Equality reps course
4.00pm Friday and John Hoey was in a buoyant mood. Partly it was the prospect of the long weekend before him. More importantly he and five other northwest Unite members had just completed a five-day Equality reps training course in Liverpool that the Barclays Bank employee was confident would “give everyone the skills needed to tackle workplace equalities issues.”
These are things that John feels passionate about. Visually impaired, he was by no means disappointed at being forced to give up chairing the Barclays equalities and diversity group. This is because it came with the understanding the company now wants anyone on it to receive equalities training.
John was happy to do so and was already looking forward to starting back at work the following Monday and seeking “official accreditation as an Equality rep in order to be able to openly discuss with members their concerns.” He, like the others on the course is already looking ahead - with plans for a company wide equalities day - after being asked to prepare an Action Plan by the course tutor Samantha Firth-Corner.
It’s a relatively new role for Samantha after she was made redundant in the summer, ending more than two decades as a laboratory technician at Arla Foods in Northallerton. What’s certain to stand her in good stead is that, like the vast majority of Unite tutors, she comes to the post with a wealth of union workplace experience.
She’s more than happy to pass it on, and recalls that although her branch elected an Equality Rep to sit on its committee not every member was supportive, saying, “I know how difficult it is to change some members, even the active one’s, attitudes. We examine how best to do this on the course. ”

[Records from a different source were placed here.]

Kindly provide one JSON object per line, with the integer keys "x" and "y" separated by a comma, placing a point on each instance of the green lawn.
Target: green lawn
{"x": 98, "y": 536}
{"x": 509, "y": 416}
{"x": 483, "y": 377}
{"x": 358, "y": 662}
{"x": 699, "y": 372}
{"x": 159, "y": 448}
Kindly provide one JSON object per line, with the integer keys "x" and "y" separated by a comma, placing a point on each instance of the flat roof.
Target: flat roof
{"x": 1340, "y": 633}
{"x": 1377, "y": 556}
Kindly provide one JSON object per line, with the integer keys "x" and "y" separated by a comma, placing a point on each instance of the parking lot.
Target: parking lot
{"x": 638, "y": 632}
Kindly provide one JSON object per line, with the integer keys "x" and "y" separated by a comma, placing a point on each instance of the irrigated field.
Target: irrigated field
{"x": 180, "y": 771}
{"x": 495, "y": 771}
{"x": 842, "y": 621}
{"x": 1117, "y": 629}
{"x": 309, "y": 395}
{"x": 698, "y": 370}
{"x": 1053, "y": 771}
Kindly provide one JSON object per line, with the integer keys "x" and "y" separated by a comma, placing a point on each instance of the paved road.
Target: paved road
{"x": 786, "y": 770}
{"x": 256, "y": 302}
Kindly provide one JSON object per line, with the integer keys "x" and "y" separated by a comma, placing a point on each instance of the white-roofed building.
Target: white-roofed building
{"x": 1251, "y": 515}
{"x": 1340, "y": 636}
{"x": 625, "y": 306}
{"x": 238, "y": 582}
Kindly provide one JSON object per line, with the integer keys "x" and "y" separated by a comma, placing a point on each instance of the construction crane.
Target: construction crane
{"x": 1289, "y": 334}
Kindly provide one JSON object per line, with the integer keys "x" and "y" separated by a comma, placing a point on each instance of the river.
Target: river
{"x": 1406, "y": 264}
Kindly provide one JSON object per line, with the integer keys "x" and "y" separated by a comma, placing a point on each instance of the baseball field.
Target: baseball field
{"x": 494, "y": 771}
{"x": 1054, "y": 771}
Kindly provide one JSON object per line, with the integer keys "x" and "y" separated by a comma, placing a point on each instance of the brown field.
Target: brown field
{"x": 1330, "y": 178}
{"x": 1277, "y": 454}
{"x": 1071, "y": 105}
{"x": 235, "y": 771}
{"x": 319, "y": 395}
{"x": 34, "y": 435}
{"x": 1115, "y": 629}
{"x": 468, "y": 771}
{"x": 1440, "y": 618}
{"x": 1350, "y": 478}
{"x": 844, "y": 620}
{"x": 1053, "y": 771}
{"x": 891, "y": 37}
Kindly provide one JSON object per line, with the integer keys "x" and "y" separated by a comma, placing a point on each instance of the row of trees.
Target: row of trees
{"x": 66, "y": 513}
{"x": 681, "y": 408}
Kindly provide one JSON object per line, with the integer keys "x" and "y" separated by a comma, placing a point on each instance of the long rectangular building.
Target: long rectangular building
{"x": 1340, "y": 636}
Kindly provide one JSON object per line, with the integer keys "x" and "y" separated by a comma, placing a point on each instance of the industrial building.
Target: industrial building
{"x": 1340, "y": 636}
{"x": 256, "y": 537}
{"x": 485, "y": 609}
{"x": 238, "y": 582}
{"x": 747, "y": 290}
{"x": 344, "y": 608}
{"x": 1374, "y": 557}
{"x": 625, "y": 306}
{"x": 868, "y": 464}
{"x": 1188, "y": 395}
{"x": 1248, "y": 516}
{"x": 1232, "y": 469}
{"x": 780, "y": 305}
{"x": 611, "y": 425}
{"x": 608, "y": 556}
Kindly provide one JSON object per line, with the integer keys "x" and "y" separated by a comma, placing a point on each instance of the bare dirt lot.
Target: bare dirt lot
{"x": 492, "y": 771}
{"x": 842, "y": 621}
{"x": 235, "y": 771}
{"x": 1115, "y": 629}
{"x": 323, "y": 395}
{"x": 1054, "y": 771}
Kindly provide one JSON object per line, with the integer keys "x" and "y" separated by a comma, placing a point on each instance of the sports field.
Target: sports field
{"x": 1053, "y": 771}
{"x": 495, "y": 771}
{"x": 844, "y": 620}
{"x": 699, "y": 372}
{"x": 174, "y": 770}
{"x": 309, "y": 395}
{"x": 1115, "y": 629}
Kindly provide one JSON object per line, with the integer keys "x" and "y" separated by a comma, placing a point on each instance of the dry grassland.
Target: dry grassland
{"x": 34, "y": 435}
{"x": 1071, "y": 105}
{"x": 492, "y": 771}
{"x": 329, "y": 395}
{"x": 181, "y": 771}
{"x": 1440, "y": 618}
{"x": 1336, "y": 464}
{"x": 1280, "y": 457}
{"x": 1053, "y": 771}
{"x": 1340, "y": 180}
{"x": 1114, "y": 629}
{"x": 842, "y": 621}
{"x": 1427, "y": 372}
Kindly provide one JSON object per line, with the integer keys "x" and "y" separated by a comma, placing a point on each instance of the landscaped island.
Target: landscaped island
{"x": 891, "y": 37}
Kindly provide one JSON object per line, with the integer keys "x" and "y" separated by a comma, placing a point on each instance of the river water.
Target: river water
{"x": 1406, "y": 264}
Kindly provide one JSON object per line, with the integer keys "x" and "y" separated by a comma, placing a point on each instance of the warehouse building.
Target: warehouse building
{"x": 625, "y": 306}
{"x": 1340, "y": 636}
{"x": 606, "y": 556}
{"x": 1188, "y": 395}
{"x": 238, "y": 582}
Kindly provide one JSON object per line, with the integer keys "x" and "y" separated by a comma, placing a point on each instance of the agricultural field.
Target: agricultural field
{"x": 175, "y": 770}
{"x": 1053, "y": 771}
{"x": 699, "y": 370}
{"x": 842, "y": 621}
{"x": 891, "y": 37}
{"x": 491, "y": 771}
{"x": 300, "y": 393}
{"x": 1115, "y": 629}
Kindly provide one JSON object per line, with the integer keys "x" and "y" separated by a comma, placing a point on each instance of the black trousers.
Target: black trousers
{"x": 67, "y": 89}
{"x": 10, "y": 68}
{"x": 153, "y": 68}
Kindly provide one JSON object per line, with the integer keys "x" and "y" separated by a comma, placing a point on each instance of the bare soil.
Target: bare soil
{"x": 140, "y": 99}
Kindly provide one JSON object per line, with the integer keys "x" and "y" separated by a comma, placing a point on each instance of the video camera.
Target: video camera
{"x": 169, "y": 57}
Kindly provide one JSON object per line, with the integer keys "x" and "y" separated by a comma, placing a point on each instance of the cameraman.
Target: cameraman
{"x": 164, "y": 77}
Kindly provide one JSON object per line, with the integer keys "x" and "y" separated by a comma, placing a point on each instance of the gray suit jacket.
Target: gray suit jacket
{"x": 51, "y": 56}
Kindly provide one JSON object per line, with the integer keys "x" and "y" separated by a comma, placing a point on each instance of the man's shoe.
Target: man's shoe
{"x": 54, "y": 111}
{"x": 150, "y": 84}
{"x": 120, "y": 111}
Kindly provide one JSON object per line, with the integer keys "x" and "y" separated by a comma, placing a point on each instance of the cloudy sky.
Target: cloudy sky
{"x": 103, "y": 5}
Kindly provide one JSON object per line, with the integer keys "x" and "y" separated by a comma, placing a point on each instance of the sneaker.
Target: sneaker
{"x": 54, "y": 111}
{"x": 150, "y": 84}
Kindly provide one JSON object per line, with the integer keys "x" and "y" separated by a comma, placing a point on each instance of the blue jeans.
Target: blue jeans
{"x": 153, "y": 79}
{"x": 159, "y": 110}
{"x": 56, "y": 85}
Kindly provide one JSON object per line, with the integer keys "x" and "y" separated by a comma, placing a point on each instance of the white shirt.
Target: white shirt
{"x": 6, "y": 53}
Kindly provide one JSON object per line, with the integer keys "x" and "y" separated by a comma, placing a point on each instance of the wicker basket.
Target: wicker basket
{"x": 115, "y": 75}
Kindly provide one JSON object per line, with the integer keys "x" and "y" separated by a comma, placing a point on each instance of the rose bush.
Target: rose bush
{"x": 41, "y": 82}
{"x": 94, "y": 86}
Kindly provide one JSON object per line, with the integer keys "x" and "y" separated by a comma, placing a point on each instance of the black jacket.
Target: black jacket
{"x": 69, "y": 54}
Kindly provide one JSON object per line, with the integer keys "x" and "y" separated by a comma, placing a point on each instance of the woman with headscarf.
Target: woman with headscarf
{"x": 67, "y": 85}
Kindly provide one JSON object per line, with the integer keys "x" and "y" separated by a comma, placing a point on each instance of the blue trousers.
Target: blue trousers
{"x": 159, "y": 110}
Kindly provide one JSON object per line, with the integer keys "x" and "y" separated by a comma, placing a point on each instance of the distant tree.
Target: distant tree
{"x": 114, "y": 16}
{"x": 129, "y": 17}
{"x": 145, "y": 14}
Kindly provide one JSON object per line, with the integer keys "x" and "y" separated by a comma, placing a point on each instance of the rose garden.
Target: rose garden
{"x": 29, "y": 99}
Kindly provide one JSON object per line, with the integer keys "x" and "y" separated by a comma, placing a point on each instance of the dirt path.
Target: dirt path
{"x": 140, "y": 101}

Aircelle employee David Smith was pleased with what he had learnt during his five days. Over 70% of the 700 plus employees at the Burnley based commercial aircraft engineering company are members of Unite, and early in 2010 he became the first to be elected as an Equality rep. He sees the role as a caring one and had already managed to organise an equalities awareness day.
Now he’s properly trained David, alongside a freshly elected second equality rep, intends working closely with management to promote the issue of equality amongst the workforce. “It’s in the interests of the company to treat everyone equally by, for example, preventing bullying and ensuring people are paid fairly as otherwise they will end up with dissatisfied staff who will constantly be seeking alternative employment” he explains.
“Everyone has learnt a great deal. There’s been a good diversity of workplaces as, in addition to David and my workplaces, there are workers from Liverpool council, the food industry and a plastering company. Despite no legal rights for union equality reps Unite members are electing them and winning agreements with management to get them trained to do the role properly. Long may it continue,” said John Hoey.
The Unite Equality Reps training course lasts five days. Held in learning centres across the country the course looks at why equality matters, understanding discrimination and harassment, unite equality rules, structure and policy, roles and skills, organising your workplace, negotiating, campaigning, listening and communicating, workplace equality policies, actions plans and a quiz. It’s not easy, but you and your workmates will benefit if you get involved.